Blog Post

February is American Heart Month

American Heath Month Web

The issue of sudden cardiac arrest took center stage last month when Buffalo Bills safety Damar Hamlin collapsed after making a tackle during a nationally televised football game. Medical personnel administered CPR to Hamlin on the field before rushing him to a local hospital, where he was put in a medically induced coma.

The ensuing days saw extensive media coverage of Hamlin’s prognosis, often with cardiovascular (CV) experts explaining everything from basic heart function to complex terms like commotio cordis to the importance of having trained medical providers available in an emergency.

Thankfully, Hamlin was eventually discharged and is reportedly on the road to a remarkable recovery. As the news cycle moves on, many of us will inevitably forget some of the details we learned about CV health. But if there’s one lesson we should retain from the incident, it’s this: we each get one heart, and we need to protect it.

Stopping the Silent Killer

It’s easy to categorize the Hamlin episode as a freak accident—an isolated, trauma-induced event, brought on by playing a high-impact sport like football. In a similar vein, it’s tempting to think of cardiac arrest as something that largely affects an older generation. Most of us don’t consider the possibility of having a heart attack until we’re having one. By then, it may be too late.

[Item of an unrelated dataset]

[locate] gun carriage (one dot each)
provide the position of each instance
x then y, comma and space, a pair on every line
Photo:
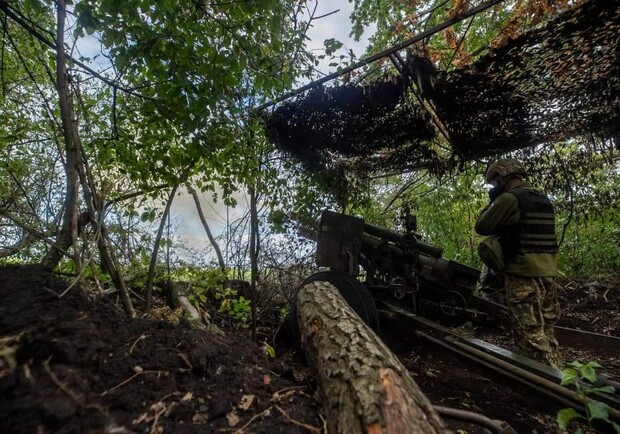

February is American Heart Month, an opportunity for people to learn more about CV health. At ECG, we’ll be sharing important facts and resources related to CV disease—specifically, prevention. The healthcare industry is facing a dangerous shortage of cardiologists, and it is imperative that we explore ways to improve access to life-saving care while giving patients the tools and education they need to help them embrace wellness. Consider the following:

  • Heart disease is the leading cause in the US, and one person dies every 34 seconds from CV disease.
  • Heart disease costs the US nearly $1 billion per day.
  • By 2035, the number of Americans with CV disease will rise to more than 130 million.
  • This increased demand is expected to double the total cost of care for CV disease, with the price tag exceeding $1 trillion annually.
  • Nearly half of all CV-related deaths occur without overt warning, giving rise to heart disease’s grim nickname as “the silent killer” and making CV disease prevention more important than ever.

This month, look for an article by ECG’s Sara Turley and Nick van Terheyden, MD, on the need for CV programs to invest in prevention. Terri McDonald, RN, will explore team-based care as one approach to mitigating the shortage of CV providers. And our podcast, Healthcare Upside Down, will feature three episodes on the topic of CV health:

  • Dr. Wayne Batchelor, Director of the Interventional Heart Program at Inova, will discuss the topics of health equity and CV care.
  • Dr. Michael Gibson, Professor of Medicine at Harvard University, will focus on advanced lipid testing and personalized CV care.
  • Dr. Rupa Sanghani, Professor of Medicine at Rush University Medical Center in Chicago and Director of the Rush Heart Center for Women will talk about women’s heart disease and the emerging subspecialty of cardio-obstetrics.

We’ll also share facts about CV disease, industry trends, and tips for wellness and prevention. Remember, it was fast thinking on the part of on-site medical personnel that saved Damar Hamlin’s life. If you found yourself witnessing a cardiac event, would you be in a position to help?